Secrecy policy over SAS ops backwards & damaging – report

Secrecy policy over SAS ops backwards & damaging – report

Britain’s policy of not commenting on Special Forces operations is years behind other Western nations and could harm the UK’s democracy and foreign policy, a new study claims.

The study by the Sustainable Security think-tank examines the British policy of ‘no comment’ on covert military operations and compares it to the practice of other Western nations.

Author Emily Knowles warns that the long-standing UK policy is badly out of date and has the triple impact of diminishing the accountability, effectiveness and legitimacy of UK Special Forces operations.

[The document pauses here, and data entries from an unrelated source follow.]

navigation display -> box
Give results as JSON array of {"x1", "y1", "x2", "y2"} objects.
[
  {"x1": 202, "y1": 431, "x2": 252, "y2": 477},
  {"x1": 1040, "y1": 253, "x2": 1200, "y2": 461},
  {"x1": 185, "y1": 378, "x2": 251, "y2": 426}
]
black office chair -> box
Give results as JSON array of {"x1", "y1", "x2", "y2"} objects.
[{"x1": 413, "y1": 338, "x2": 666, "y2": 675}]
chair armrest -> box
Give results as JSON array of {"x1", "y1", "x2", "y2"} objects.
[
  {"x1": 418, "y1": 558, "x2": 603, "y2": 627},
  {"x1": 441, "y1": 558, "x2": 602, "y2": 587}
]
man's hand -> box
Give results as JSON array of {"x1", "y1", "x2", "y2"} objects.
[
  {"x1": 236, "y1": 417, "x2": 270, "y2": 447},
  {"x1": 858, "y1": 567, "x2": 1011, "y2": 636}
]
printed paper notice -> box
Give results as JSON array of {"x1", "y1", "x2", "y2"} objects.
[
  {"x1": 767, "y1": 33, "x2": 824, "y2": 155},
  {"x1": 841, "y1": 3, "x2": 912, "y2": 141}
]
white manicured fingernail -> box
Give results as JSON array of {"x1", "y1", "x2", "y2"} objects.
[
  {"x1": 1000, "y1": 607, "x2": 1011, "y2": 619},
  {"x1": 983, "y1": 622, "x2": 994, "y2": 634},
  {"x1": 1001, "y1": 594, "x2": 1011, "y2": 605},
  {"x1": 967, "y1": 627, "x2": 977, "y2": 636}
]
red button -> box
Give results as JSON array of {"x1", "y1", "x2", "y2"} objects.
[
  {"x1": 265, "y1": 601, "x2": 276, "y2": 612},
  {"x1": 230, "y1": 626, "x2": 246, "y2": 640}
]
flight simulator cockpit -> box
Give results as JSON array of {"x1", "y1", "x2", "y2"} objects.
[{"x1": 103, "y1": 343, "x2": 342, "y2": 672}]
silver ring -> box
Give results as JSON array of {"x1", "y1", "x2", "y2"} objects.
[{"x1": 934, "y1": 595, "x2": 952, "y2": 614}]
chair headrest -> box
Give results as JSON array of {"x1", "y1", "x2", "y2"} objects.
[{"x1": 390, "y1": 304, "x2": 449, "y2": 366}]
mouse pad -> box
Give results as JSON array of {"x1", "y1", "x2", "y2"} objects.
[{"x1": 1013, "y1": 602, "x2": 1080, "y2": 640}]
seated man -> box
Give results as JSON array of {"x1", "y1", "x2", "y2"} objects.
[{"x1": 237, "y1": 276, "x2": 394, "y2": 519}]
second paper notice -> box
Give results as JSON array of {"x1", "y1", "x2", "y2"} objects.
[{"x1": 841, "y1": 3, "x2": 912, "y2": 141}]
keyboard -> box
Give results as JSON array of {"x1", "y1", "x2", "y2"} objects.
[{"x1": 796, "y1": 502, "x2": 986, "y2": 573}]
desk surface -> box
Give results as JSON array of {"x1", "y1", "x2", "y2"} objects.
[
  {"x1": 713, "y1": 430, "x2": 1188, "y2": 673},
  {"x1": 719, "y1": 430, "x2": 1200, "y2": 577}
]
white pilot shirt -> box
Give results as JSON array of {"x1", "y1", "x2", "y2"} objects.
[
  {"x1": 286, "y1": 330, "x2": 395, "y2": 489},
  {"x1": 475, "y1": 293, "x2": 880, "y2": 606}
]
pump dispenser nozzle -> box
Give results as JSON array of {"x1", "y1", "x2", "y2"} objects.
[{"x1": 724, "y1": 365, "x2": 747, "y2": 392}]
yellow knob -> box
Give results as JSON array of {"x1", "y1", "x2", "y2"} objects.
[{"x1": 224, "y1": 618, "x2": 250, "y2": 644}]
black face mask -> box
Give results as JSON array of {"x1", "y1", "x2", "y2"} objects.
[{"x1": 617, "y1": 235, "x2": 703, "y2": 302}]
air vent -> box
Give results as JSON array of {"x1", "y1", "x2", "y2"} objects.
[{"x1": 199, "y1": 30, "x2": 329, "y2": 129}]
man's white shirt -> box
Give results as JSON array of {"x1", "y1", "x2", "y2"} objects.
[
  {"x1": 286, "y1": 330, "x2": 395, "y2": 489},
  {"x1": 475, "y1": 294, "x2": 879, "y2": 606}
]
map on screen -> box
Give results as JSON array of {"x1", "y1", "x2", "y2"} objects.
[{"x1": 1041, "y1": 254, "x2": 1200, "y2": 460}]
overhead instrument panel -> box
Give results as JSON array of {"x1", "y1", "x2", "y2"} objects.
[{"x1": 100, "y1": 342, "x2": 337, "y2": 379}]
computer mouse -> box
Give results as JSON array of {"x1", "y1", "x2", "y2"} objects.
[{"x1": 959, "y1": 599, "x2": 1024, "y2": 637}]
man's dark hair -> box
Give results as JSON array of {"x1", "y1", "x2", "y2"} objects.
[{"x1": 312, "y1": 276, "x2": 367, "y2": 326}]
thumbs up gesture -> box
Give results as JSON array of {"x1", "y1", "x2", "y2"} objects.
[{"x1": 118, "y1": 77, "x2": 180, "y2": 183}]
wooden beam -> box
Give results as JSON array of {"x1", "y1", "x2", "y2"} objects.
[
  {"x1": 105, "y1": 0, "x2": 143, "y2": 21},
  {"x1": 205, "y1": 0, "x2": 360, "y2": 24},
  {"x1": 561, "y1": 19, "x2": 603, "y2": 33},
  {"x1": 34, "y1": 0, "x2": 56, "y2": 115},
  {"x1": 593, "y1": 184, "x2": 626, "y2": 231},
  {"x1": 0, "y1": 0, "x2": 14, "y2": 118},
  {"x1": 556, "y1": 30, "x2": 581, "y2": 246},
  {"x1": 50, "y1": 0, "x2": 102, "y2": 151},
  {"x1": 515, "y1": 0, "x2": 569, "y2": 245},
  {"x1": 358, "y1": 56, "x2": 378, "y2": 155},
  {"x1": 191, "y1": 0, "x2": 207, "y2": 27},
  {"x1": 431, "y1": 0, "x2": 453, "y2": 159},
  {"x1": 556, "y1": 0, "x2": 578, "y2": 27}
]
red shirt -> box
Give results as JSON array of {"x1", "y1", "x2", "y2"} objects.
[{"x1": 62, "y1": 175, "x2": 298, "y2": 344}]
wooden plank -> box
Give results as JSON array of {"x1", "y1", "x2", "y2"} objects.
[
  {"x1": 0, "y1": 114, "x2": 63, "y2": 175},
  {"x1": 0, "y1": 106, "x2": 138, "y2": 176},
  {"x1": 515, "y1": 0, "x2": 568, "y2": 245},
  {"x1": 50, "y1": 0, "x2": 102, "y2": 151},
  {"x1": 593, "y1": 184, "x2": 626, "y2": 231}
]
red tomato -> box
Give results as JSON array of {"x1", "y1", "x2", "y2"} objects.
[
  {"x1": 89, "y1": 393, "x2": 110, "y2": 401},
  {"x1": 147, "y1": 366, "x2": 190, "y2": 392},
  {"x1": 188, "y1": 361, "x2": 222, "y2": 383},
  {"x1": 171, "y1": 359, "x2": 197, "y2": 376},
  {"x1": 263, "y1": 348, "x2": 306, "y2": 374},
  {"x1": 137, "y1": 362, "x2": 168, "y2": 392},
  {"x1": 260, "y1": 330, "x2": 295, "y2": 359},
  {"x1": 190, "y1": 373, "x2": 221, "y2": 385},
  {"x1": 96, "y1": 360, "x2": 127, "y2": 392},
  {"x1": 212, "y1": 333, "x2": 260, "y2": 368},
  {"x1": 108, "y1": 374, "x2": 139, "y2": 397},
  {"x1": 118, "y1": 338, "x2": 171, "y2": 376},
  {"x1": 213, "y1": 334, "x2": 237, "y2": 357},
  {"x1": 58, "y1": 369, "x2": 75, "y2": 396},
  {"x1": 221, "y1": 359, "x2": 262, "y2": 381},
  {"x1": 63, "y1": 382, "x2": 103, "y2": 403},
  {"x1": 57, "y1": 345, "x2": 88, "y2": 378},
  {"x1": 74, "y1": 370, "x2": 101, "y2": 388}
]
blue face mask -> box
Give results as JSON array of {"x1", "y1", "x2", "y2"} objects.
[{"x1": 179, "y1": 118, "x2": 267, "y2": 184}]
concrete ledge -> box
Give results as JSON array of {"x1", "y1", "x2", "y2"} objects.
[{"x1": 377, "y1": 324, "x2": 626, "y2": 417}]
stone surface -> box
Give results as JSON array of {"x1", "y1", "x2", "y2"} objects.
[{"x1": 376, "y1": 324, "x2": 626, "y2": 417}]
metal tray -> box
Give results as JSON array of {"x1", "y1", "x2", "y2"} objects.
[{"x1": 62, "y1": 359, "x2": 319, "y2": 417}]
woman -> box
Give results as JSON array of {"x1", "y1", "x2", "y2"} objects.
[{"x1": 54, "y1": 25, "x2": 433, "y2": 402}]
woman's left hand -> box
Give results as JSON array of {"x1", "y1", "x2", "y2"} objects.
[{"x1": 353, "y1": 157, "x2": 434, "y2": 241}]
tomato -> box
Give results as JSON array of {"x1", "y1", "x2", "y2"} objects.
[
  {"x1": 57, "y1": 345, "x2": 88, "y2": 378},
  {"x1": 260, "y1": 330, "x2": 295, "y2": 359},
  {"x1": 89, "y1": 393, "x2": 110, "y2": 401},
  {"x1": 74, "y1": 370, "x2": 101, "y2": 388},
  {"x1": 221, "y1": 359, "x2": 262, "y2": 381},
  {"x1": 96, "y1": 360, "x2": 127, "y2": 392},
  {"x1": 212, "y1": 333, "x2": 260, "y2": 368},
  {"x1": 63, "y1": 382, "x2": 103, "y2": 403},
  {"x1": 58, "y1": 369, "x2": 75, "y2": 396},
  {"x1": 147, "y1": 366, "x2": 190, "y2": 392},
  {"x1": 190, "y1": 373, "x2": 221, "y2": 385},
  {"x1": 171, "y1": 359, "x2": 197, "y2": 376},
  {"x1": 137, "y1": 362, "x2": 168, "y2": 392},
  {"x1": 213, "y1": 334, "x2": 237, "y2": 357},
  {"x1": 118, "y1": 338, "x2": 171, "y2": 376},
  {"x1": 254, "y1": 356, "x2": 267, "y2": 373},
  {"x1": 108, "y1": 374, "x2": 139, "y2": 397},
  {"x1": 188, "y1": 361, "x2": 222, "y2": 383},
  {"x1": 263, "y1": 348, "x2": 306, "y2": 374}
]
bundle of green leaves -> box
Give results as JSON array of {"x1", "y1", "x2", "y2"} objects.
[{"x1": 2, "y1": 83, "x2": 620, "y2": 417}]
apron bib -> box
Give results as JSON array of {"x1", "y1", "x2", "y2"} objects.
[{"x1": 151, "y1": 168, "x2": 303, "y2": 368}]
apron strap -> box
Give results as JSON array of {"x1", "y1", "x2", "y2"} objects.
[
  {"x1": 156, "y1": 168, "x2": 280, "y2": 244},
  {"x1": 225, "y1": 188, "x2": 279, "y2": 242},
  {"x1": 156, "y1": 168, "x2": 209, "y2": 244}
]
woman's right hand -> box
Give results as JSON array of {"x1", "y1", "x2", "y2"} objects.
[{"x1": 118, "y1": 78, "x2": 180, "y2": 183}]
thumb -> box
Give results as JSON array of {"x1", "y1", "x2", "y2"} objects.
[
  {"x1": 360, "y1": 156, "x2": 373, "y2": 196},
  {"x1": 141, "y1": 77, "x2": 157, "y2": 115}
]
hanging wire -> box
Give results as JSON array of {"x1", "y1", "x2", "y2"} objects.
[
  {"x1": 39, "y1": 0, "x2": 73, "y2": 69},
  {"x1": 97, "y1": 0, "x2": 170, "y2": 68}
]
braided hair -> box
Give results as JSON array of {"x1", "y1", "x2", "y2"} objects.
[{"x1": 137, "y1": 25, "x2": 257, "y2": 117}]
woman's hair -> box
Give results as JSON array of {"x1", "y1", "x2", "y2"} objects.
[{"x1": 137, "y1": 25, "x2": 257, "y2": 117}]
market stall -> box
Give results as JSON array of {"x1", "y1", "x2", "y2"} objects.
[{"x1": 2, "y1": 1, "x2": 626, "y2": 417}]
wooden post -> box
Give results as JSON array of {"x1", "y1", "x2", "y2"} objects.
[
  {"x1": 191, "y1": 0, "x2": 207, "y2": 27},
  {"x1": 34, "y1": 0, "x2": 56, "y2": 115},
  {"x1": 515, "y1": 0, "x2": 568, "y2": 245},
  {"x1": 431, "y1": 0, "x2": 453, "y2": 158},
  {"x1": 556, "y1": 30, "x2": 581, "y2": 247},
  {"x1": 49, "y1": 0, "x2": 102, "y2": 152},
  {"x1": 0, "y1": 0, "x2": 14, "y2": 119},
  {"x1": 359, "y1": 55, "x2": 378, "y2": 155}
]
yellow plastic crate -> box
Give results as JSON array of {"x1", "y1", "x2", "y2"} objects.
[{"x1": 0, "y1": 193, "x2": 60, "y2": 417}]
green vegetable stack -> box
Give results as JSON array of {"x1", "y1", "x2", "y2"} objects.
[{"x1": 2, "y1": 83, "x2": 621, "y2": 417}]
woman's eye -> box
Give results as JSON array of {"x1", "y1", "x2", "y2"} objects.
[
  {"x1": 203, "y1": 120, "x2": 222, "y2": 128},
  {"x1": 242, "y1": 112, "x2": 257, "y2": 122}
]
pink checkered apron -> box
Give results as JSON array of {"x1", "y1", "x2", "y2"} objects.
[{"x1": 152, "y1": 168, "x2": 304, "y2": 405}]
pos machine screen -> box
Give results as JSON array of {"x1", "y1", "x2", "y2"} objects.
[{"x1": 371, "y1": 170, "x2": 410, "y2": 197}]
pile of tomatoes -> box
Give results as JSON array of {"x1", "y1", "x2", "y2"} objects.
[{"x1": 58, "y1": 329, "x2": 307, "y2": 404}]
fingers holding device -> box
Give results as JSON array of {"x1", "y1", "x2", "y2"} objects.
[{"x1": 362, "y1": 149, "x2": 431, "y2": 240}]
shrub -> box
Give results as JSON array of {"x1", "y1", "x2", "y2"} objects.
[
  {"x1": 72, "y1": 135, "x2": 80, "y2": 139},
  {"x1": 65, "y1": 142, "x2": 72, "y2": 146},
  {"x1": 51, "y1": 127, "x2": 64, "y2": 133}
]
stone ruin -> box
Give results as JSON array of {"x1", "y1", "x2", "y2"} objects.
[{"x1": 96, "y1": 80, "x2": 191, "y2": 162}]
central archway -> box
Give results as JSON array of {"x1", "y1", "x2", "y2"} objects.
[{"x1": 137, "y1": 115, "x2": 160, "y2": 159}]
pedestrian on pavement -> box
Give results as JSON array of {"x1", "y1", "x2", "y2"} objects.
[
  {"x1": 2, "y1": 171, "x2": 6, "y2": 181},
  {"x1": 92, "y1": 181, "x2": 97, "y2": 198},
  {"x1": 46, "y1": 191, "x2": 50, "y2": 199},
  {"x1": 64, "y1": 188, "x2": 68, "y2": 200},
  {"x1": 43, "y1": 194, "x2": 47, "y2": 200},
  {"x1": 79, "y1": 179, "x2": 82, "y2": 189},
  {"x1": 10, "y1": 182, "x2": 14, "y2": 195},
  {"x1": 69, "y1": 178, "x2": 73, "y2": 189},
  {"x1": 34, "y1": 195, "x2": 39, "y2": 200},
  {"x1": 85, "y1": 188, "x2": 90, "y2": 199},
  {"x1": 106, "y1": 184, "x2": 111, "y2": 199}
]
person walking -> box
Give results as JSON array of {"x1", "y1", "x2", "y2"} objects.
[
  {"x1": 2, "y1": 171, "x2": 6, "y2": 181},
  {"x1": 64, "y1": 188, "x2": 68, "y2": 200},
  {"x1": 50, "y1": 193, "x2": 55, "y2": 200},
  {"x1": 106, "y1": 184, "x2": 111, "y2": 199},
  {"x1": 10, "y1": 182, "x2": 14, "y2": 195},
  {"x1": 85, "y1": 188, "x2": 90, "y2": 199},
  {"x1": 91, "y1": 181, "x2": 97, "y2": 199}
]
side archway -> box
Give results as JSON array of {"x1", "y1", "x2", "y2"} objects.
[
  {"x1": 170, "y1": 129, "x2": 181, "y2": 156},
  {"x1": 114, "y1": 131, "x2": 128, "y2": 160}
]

On the issue of accountability, Knowles says that it is self-evidently “impossible to hold the government to account over actions it won’t disclose.

She argues that effectiveness may also be damaged by the fact that, in Libya for example, UK troops appear to be secretly aiding anti-jihadist militias which themselves oppose the UN- and UK-backed unity government. Blanket secrecy means such operations have received inadequate debate and attention.

Legitimacy can be undermined by the assumption that unreported operations are carried out in legal grey areas.

There is little public understanding of, or clarity over, how SOF are supposed to operate when they are deployed,” Knowles claims.

This feeds an assumption that they are specifically used for illegal and otherwise illegitimate operations.

Knowles also compares UK blanket secrecy to the relative openness of Western allies on the issue of elite troops.

In contrast to the UK’s blanket refusal to comment on the deployment of its SOF, it is not unusual for official spokespeople from the American, Australian and Canadian administrations to publicly announce details of SOF deployments,” she says.

She cites repeated occasions when figures like US President Barack Obama announced details of such operations, arguing that while there is “still a high degree of institutional opacity surrounding allies’ use of SOF” there is no official “blanket refusal to engage the public over all SOF activities that characterizes the UK’s approach.

She concludes that reflexive secrecy has very damaging implications at a time when warfare is shifting increasingly towards the clandestine.

Government and MoD policy has long been that no comment is made on Special Forces activities on a number of grounds. One reason is a fear that the effectiveness of Special Forces operations could be compromised by publicity. Concerns over the identity and safety of troops and their families have also been cited in the past.